Los pensamientos de ascensor no se dan en ningún otro sitio. Subir escaleras mola, baja tripa y sube glúteos, pero no te deja pensar en nada porque en lo que piensas es en no tropezar.

Minutos antes de escribir esta columna, subo hasta el quinto en un ascensor de seis puertas: la de hierro, con reja, mal pintada de verde carruaje, chirriante y pesada, que da paso a otras dos medias puertas de madera, de esas que huelen a madera vieja. Si las dejas abiertas, te aseguro que los hijos de un escritor muy famoso que es mi vecino de abajo lo han cogido como hobby- el elevador no funciona y entonces no escucho pensamientos de ascensor sino mi rebufo en la escalera que hasta donde vivo tiene 120 peldaños.

Rumbo al primero pienso que todo cambia muy rápido, aunque el ascensor ascienda lento. ¿Para que quiere ser eléctrica Harley-Davidson? Me sorprende que el Playboy se vea mejor en el teléfono. Dicen que ahora hay cines que se anuncian para que comas y bebas dentro (a semejanza del Electric en Londres).

Patente de Elisha Otis del primer ascensor el 15 de enero de 1861.

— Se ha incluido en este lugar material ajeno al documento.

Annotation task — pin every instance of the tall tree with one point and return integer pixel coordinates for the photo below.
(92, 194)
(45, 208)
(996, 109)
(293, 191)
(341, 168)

Ya en el segundo. Pienso que los chicos aprenden de sexo en una televisión que hay en el teléfono. Que a una mujer bonita no se le puede decir un piropo sin arriesgarse a caer o quedar mal. Que hay estudiantes que insultan al maestro y el maestro, para defenderse, tiene que tirar de educación. Que al aprendiz se le llama becario y que el becario tiene más derechos que el oficial.

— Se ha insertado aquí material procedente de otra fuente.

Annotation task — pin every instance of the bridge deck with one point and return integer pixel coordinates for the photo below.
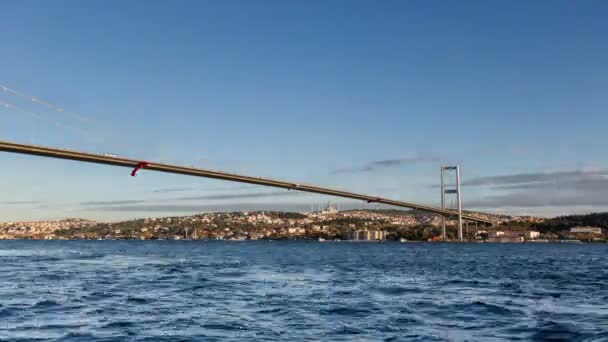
(131, 163)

Veo la señal del tercero y al vecino escritor cuyos hijos se dejan las puertas abiertas. Saludo. Pienso en como las fotografías personales se las pasamos a alguien que nos los cuida y que vive en una nube. Y en el día que esa nube truene y descargue una granizada de imágenes sobre todos, sin preguntarnos si queremos que los demás vean nuestras fotos. Pienso que un kilo de tomates buenos vale seis euros. Que viviremos cien años y a este paso, tengo 54, trabajaré para comprar tomates que sepan a tomate. Que el español está todo el día protestando. Somos católicos “protestantes”.

Elisha Otis, presentando su ascensor en Nueva York.

Estoy ya en el cuarto. Es cambiar de planta y me da por pensar que las casas son cada vez más pequeñas pero cada vez tenemos más cosas. Me alarmo al revisar que gente que no te conoce te puede insultar a través del teléfono. Que confundimos informarnos con refrendarnos. Que en la sala Vip del aeropuerto ya hay más gente que fuera. Que navegar es un lujo, cuando el ser humano navega antes si quiera que hubiese luz eléctrica.

El quinto llega rápido. Vivo aquí. Un segundo antes de que se detenga el elevador inventado por Elisha Graves Otis en 1854. A la gente le daba miedo usarlo. La dificultad del invento no residía tanto en subir personas como en que el ascensor en caso de rotura quedase sujeto por un cable de seguridad. Hasta entonces nadie quiso fabricarlo. Y entonces se para la máquina y me pregunto ¿que tipo de pensamientos tendrán las personas que vivan en una entreplanta? A la salida hay tres puertas más, las dos de madera que procuro encajen bien para no joder al vecindario, y la de hierro de arriba, que es mi amiga. La siento así. La cierro y todo lo que he pensado se esfuma.